I also loved the pages dedicated to his family, especially we he describes: the first meeting with the girl that was to become his loyal and supporting wife; the birth of his first child; the doctor’s appointment when he learns, with his wife by his side, that he has a few months left to live. Family is a central topic in The Last Lecture, and you can sense that it was one the main drivers of Pausch’s life. It is clear that what gave him the strength to go through those last, terrible months, was the love for his wife and for his kids. I can totally identify with that. If I were to have such a devastating illness, I too would focus most of my thoughts on my family, because, at the end of the day, it’s the greatest source of life’s meaning for me as well.

It is particularly touching, at the end of the lecture, when Pausch tells the audience that, really, this whole talk was not intended for them, but for his kids. It is, in essence, his legacy to them (especially considering that, at the time, his eldest was only 6 years old and the youngest a mere 18 months). The lecture is thus a means for him to be remembered as a father and, perhaps more importantly, to impart the wisdom that he would’ve liked to share with his children slowly and gradually over the course of their childhood and adolescence. Unfortunately, he didn’t have that luxury, and was thus forced to condense his message in a number of slides.

Ultimately, The Last Lecture is, above all else, a powerful reminder that life is finite, and that it might be much shorter than we expect. It is an exhortation to wake up every morning as if it were the last, treasuring every moment, especially those in the company of the people we love.

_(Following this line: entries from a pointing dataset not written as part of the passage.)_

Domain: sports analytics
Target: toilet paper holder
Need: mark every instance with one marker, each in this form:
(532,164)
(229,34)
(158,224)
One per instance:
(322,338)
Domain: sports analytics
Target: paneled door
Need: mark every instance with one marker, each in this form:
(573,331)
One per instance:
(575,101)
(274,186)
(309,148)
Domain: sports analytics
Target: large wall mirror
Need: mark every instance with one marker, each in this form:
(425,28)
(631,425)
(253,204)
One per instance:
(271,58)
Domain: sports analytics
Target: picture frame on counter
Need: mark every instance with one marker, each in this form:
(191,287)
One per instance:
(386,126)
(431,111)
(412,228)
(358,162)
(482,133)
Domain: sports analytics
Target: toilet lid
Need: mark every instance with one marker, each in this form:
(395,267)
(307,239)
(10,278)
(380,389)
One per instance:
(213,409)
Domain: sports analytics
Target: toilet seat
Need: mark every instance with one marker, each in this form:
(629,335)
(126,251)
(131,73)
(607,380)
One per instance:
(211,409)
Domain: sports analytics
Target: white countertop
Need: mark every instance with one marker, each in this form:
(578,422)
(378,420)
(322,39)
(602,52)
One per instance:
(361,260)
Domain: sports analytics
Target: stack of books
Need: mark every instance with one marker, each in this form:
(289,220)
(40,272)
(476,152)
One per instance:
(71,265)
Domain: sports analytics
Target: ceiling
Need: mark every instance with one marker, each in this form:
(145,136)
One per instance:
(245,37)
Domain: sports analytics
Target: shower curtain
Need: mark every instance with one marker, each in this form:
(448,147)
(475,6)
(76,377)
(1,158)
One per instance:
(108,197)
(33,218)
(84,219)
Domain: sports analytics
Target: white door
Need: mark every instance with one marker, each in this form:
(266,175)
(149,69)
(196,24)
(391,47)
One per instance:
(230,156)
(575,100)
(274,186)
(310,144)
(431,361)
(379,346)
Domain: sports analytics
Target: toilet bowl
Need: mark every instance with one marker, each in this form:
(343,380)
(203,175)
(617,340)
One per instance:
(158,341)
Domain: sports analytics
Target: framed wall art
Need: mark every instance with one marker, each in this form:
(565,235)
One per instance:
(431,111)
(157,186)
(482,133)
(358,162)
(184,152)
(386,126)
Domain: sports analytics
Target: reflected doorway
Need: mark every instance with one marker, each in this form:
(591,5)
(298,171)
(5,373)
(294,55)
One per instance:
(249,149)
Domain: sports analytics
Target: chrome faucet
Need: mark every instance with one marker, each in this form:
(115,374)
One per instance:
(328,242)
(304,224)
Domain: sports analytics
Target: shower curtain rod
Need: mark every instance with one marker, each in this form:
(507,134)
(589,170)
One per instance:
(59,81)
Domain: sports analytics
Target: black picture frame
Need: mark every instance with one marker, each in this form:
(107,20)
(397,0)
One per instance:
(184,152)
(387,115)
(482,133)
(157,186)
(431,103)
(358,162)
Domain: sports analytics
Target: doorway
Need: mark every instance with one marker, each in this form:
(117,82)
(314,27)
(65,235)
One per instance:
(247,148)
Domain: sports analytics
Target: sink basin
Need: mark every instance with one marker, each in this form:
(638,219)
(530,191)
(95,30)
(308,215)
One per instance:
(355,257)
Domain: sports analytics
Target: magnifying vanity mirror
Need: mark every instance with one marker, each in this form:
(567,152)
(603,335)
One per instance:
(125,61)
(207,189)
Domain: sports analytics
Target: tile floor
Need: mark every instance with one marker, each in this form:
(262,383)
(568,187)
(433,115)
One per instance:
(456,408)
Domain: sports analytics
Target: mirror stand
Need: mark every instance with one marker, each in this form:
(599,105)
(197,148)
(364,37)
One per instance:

There is strong underlying spirituality in Pausch’s words, even though he never refers to a specific religion or to any form of transcendence. The spiritual message I take with me is that I shouldn’t wait to have pancreatic cancer to live a life infused with meaning, gratefulness, love and passion. I should do it now and every day. Because the clock is ticking. My timer may not be set for six months (al least I hope!), but it is set to some number, and it is sure as hell ticking! The Last Lecture reminded me of how precious life is, of how imbued it is with wonderful memories, fantastic dreams and extraordinary feelings of love and friendship. How unfortunate is it that we often fail to see this in our “busy” – but often spiritually empty – daily lives.